Dr Lowe said the central scenario is for economic growth to return to its pre-pandemic level by the middle of the year and grow by 3.5 per cent over both 2021 and 2022.

"Although the upgrade to the outlook seems somewhat at odds with the extension of the QE program, to achieve the RBA's inflation target the economy needs economic activity to be significantly higher than its pre-COVID peak," BIS Oxford Economic chief economist Sarah Hunter said.

New figures show employment grew further in the early stages of 2021, albeit still lagging when compared to a year ago.

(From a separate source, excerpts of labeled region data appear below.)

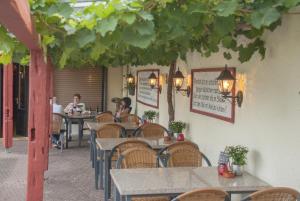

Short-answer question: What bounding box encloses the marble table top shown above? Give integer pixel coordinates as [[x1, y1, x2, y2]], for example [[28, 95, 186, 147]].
[[86, 121, 139, 130], [110, 167, 270, 196], [63, 114, 95, 119], [96, 137, 175, 151]]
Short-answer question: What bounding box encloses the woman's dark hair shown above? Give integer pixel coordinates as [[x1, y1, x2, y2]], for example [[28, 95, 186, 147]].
[[122, 97, 131, 108], [73, 94, 81, 99]]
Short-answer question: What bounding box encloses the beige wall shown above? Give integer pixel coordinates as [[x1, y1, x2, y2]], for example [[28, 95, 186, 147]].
[[108, 15, 300, 193], [107, 67, 123, 113]]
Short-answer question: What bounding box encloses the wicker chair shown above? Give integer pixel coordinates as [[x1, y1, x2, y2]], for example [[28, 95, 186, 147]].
[[93, 123, 126, 189], [158, 141, 211, 167], [133, 123, 169, 138], [117, 147, 170, 201], [108, 139, 151, 197], [242, 187, 300, 201], [95, 112, 115, 123], [121, 114, 141, 125], [52, 113, 67, 152], [172, 188, 229, 201]]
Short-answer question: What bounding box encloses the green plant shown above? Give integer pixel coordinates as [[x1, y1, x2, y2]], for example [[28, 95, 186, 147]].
[[169, 121, 186, 133], [144, 110, 158, 121], [225, 145, 249, 166]]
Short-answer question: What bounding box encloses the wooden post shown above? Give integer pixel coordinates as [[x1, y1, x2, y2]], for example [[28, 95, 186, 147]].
[[44, 58, 53, 170], [26, 50, 50, 201], [2, 64, 14, 150]]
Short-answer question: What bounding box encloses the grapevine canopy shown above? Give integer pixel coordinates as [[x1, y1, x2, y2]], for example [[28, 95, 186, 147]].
[[0, 0, 300, 68]]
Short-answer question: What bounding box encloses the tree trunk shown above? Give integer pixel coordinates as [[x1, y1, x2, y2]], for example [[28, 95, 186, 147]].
[[167, 61, 176, 123]]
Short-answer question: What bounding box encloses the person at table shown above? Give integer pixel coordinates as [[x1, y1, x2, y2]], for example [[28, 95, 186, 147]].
[[64, 94, 85, 114], [64, 94, 85, 141], [115, 97, 131, 120], [52, 96, 63, 114]]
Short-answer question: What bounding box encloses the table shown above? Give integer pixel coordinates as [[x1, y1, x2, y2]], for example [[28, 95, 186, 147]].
[[95, 137, 176, 201], [64, 114, 95, 148], [86, 121, 139, 192], [86, 121, 139, 131], [86, 121, 139, 168], [110, 167, 270, 201]]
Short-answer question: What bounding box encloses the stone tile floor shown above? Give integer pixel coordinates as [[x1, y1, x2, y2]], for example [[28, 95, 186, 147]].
[[0, 136, 104, 201]]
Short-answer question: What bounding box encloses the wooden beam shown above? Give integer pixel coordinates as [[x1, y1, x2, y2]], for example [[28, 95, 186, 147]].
[[0, 0, 39, 49], [2, 64, 14, 149], [26, 50, 51, 201]]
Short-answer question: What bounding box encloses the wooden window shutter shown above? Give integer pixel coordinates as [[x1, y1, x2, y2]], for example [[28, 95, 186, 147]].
[[54, 67, 105, 110]]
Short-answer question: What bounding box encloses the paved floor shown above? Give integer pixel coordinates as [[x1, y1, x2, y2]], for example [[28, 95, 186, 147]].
[[0, 134, 103, 201]]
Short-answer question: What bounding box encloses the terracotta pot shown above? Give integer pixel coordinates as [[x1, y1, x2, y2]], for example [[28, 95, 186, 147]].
[[231, 165, 244, 176]]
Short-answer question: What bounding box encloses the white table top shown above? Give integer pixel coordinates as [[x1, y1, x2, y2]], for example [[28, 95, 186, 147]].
[[86, 121, 139, 130], [110, 167, 270, 196], [96, 137, 175, 151]]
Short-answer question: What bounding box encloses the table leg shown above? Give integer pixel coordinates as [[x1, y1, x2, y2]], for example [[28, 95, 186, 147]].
[[99, 150, 104, 189], [78, 120, 84, 147], [228, 192, 231, 201], [114, 185, 121, 201], [104, 151, 109, 201], [65, 120, 69, 149], [90, 131, 94, 163], [95, 152, 99, 190]]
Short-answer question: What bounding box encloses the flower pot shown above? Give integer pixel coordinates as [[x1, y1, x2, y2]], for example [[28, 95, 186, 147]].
[[177, 133, 184, 141], [231, 165, 244, 176]]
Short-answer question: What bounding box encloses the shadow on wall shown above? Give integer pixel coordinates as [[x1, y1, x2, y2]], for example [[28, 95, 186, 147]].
[[248, 150, 263, 175], [0, 158, 18, 183]]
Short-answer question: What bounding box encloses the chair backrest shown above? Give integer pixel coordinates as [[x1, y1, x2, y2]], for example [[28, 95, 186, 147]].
[[96, 112, 115, 123], [243, 187, 300, 201], [133, 123, 169, 138], [96, 123, 126, 138], [110, 139, 151, 161], [121, 114, 141, 125], [117, 147, 157, 169], [52, 114, 63, 134], [159, 141, 211, 167], [173, 188, 229, 201]]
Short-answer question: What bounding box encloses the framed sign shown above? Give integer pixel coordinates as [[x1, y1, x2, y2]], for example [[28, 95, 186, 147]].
[[190, 68, 235, 123], [136, 69, 159, 108]]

The Australian Bureau of Statistics said payroll jobs grew by 1.3 per cent nationally over the fortnight to January 16, with increases reported in all states and territories.

The weekly ANZ-Roy Morgan consumer confidence index - a pointer to future household spending - also rose for a second consecutive week and is close to its long-term average for the first time since late 2019.

These latest positive results add to a spread of economic figures in recent weeks suggesting the economic recovery is in full swing.

"It is important to recognise the vast extent to which Australia has come back and that comeback has been enormous across our economy," Finance Minister Simon Birmingham told Sky News.

But the minister warned there will be lasting changes as a result of the pandemic and the government won't be offering a helping hand to businesses that are no longer viable.

"Some businesses won't find their business models from before are as viable in the future as they might wish them to be ... they will have to change and adapt," Senator Birmingham said.

"So we don't want to prop up activities where people may need to adjust their business model. They may need to adjust their circumstances for the future."